En dépit de cette période où l’on nous exhorte de garder la distanciation sociale, la littérature, à travers les livres au corps délicat fait de papier ou en format électronique, nous offre la possibilité de faire une connaissance quasi épidermique avec des personnages fascinants. Elle nous aide à garder une certaine distance face à nos propres peurs et à nos angoisses, à donner du moins une explication à l’inexplicable et à continuer à vivre. La bonne littérature nous apprend comment faire ressortir des passions ardentes dans l’état d’immobilité où nous sommes, comme le disait Rober Guillain dont je prends la liberté de citer ici cette formule tirée de son livre Les Geishas : « Une émotion violente derrière un visage impassible ». Il n’est pas nécessaire de bouger, de voyager pour contenir le monde, parfois il suffit de pratiquer la méditation, de cueillir la rosée du matin en pensée, de laisser les choses se faire, de ne pas s’y opposer.

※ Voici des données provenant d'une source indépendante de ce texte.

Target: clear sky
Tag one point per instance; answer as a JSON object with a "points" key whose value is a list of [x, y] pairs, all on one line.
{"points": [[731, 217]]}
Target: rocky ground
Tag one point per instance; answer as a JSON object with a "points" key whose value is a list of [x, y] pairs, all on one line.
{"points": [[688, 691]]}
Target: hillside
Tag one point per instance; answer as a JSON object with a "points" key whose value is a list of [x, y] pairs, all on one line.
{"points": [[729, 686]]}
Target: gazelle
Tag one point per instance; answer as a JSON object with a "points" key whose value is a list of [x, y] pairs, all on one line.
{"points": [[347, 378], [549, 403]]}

Une situation limite peut devenir fertile pour un auteur poussé ainsi de manière aigüe à la création. La tension sociale peut se contenter d’une place discrète et se placer derrière le sujet d’une œuvre. Elle peut être ce filon profond, ce murmure qui aide les âmes à se mouvoir. Un livre que j’ai beaucoup aimé pendant mon adolescence a été « L’Île à hélice » de Jules Verne. C’était dans les années ’80 quand on ne pouvait pas voyager hors de nos frontières. Aidée par cette île de Jules Verne j’ai réussi quelque chose d’inimaginable, j’ai compris que ce voyage-là était réel, que la réalité pour un écrivain ou un lecteur n’est pas uniquement une réalité immédiate, palpable. Son monde sans fin s’ouvre comme un coffre rempli de trésors ou comme une boîte de Pandore, la littérature authentique inonde les recoins de l’âme et de l’intelligence avec une indescriptible sincérité. Cette absence d’hypocrisie, ces moments de retour vers soi-même peuvent avoir la vertu d’une survie au-delà du quotidien et devenir ainsi une forme de salut. La littérature aide ses lecteurs à sortir du cercle de leurs propres obsessions, leur offrant d’autres pistes de réflexion, pas forcément thérapeutiques, mais plutôt, et de manière encore plus profonde, cathartiques.
Que nous soyons à un pas de la peur ou du courage, nous resterons toujours maîtres de nos choix. L’imagination débordante et le geste trop hardi se refusent toujours à l’artiste dans des situations de vie étranges, je pense par exemple à Goya en train de peindre les horreurs de la guerre.
Le monde avance, souvent sans rien apprendre des leçons de la vie, la littérature, elle, recueille les enseignements de toutes ces expériences, les mets en décantation, en créant ainsi la forme la plus belle de rapprochement social et humain.
Alina Gherasim est une écrivaine, artiste-peintre et illustratrice roumaine, née en 1973 à Bucarest. Elle est diplômée des Beaux-Arts et membre des l’Union des artistes plasticiens de Roumanie. Elle a participé à plusieurs expositions de peinture en Roumanie, au Portugal et aux États-Unis. Elle a débuté en littérature en 2016 avec le volume Femeia-valiză aux Éditions Oscar Print. D’autres ouvrages ont suivi, comme Colonia de cormorani (2017) et Armor (2018), le roman Liniște, începe apusul! (2019). Elle est également l’auteure de deux romans pour adolescents: Noemi știe ea de ce et Noemi știe ea de ce e la Paris.
Elle a participé au Salon du livre Gaudeamus de Bucarest où ses livres ont été accueillis avec un franc succès de la part des critiques et du public.